On Friday, Trump issued his first veto of his presidency to override a congressional blockade of the national emergency he declared at the United States southern border. During the veto ceremony, Trump explained why he felt a national emergency was eligible to stop immigrants from entering the United States.
"People hate the word" invasion ", but that's it, he says according to the White House pool report.
It's chillingly similar to the language the biggest suspect in Friday Christchurch's terrorist attack explained why He chose to gun down at least 49 Muslims. In the pounding 74-page manifesto, the 28-year-old suspect shooter was sent online just before the attack, he writes that he committed the killings "to show the invaders that our countries will never be their countries . "

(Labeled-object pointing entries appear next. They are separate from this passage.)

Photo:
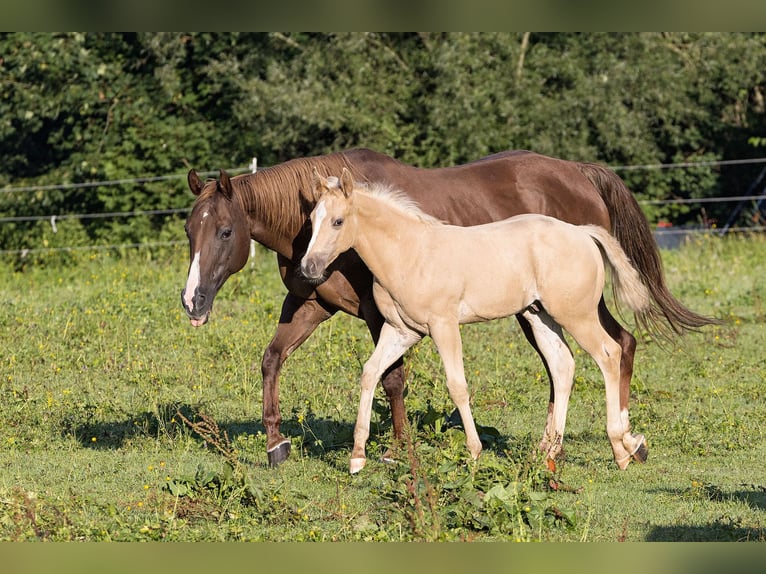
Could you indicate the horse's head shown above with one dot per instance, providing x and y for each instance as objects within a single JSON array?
[
  {"x": 219, "y": 242},
  {"x": 332, "y": 228}
]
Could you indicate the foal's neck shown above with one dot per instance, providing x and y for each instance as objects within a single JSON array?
[{"x": 385, "y": 234}]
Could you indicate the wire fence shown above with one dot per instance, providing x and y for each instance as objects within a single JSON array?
[{"x": 54, "y": 218}]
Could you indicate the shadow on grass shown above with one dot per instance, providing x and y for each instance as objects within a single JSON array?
[
  {"x": 718, "y": 531},
  {"x": 319, "y": 436}
]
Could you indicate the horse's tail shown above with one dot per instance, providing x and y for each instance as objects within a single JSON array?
[
  {"x": 631, "y": 228},
  {"x": 629, "y": 289}
]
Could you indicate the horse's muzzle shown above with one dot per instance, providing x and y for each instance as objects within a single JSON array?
[
  {"x": 313, "y": 269},
  {"x": 198, "y": 314}
]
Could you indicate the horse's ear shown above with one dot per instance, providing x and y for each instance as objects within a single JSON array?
[
  {"x": 346, "y": 182},
  {"x": 195, "y": 183},
  {"x": 224, "y": 184}
]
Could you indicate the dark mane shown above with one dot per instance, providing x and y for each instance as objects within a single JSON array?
[{"x": 274, "y": 193}]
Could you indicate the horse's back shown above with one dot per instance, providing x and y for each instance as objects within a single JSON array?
[{"x": 491, "y": 188}]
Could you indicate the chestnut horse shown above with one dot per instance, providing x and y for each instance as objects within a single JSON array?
[
  {"x": 430, "y": 277},
  {"x": 267, "y": 206}
]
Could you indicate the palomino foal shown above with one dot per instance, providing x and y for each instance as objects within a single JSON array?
[{"x": 430, "y": 277}]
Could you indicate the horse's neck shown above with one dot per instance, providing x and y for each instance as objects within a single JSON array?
[
  {"x": 384, "y": 236},
  {"x": 275, "y": 232}
]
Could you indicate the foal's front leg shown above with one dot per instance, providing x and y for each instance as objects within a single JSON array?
[
  {"x": 560, "y": 364},
  {"x": 393, "y": 343},
  {"x": 299, "y": 318}
]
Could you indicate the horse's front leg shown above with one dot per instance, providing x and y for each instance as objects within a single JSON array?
[
  {"x": 299, "y": 318},
  {"x": 392, "y": 344},
  {"x": 636, "y": 444}
]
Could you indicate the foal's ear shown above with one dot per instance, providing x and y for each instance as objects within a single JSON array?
[
  {"x": 318, "y": 185},
  {"x": 195, "y": 183},
  {"x": 224, "y": 184},
  {"x": 346, "y": 182}
]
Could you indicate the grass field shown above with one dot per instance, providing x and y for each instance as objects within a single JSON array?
[{"x": 122, "y": 422}]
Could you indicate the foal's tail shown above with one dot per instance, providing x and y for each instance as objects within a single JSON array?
[
  {"x": 665, "y": 315},
  {"x": 629, "y": 289}
]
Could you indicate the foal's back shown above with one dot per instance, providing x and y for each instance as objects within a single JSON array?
[{"x": 498, "y": 269}]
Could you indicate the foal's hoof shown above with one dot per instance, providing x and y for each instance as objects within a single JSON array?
[
  {"x": 388, "y": 457},
  {"x": 642, "y": 450},
  {"x": 356, "y": 465},
  {"x": 279, "y": 453}
]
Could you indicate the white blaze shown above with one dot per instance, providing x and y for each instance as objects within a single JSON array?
[
  {"x": 192, "y": 282},
  {"x": 319, "y": 215}
]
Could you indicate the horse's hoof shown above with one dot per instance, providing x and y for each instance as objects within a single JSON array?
[
  {"x": 279, "y": 453},
  {"x": 356, "y": 465},
  {"x": 642, "y": 450}
]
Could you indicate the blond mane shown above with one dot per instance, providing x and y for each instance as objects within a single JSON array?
[
  {"x": 395, "y": 199},
  {"x": 274, "y": 193}
]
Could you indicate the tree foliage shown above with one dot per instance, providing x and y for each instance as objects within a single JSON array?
[{"x": 77, "y": 108}]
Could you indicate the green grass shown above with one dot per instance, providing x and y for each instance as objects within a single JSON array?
[{"x": 98, "y": 360}]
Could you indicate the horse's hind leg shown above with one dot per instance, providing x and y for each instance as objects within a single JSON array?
[
  {"x": 299, "y": 318},
  {"x": 559, "y": 362},
  {"x": 639, "y": 450}
]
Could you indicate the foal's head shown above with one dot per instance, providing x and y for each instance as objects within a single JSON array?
[
  {"x": 332, "y": 224},
  {"x": 219, "y": 242}
]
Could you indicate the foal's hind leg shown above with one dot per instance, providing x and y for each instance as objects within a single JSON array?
[
  {"x": 446, "y": 337},
  {"x": 559, "y": 362},
  {"x": 393, "y": 377},
  {"x": 628, "y": 344},
  {"x": 592, "y": 337}
]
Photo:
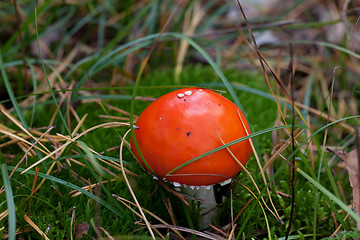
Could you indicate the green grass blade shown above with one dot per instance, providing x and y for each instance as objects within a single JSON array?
[
  {"x": 10, "y": 203},
  {"x": 330, "y": 195},
  {"x": 225, "y": 146},
  {"x": 93, "y": 160},
  {"x": 11, "y": 93}
]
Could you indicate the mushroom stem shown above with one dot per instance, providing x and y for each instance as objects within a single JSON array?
[
  {"x": 209, "y": 197},
  {"x": 208, "y": 205}
]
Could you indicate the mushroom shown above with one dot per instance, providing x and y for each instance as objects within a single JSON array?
[{"x": 184, "y": 124}]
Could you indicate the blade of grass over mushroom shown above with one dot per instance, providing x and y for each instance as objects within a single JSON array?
[
  {"x": 225, "y": 146},
  {"x": 137, "y": 82},
  {"x": 10, "y": 202}
]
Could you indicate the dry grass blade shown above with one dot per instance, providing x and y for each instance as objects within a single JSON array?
[
  {"x": 191, "y": 231},
  {"x": 4, "y": 214},
  {"x": 262, "y": 173},
  {"x": 34, "y": 226},
  {"x": 124, "y": 201},
  {"x": 76, "y": 193},
  {"x": 17, "y": 123},
  {"x": 281, "y": 149},
  {"x": 130, "y": 189},
  {"x": 113, "y": 124},
  {"x": 192, "y": 19},
  {"x": 251, "y": 178}
]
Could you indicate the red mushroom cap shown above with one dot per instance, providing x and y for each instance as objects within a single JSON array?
[{"x": 184, "y": 124}]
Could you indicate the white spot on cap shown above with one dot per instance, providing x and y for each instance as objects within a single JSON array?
[{"x": 188, "y": 93}]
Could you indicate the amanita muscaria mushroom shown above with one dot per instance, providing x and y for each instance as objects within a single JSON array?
[{"x": 184, "y": 124}]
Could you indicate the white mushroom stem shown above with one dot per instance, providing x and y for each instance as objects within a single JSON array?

It is also the same language the man who killed 1
But his rhetoric about both Muslims and immigrants echoes some of the same exact troops that white nationalist extremists often penetrate – and it has long been.
Before the 2018 mid-term election, Trump tried to repent of fear and Gin up Republican support by tagging a so-called Central American caravan trying to enter America also an "invasion".
"It's an invasion. I don't care what they say. I don't care what the fake media says. It's an invasion of our country," Trump said during a rally last November as his supporters chanted. : "Build the wall."
At the same time, Trump says he does not believe that white nationalists like the alleged terrorist in New Zealand are becoming a global problem. "I think it is a small group of people" when he was asked Friday, he said if he was concerned about the spread of hateful ideology around the world.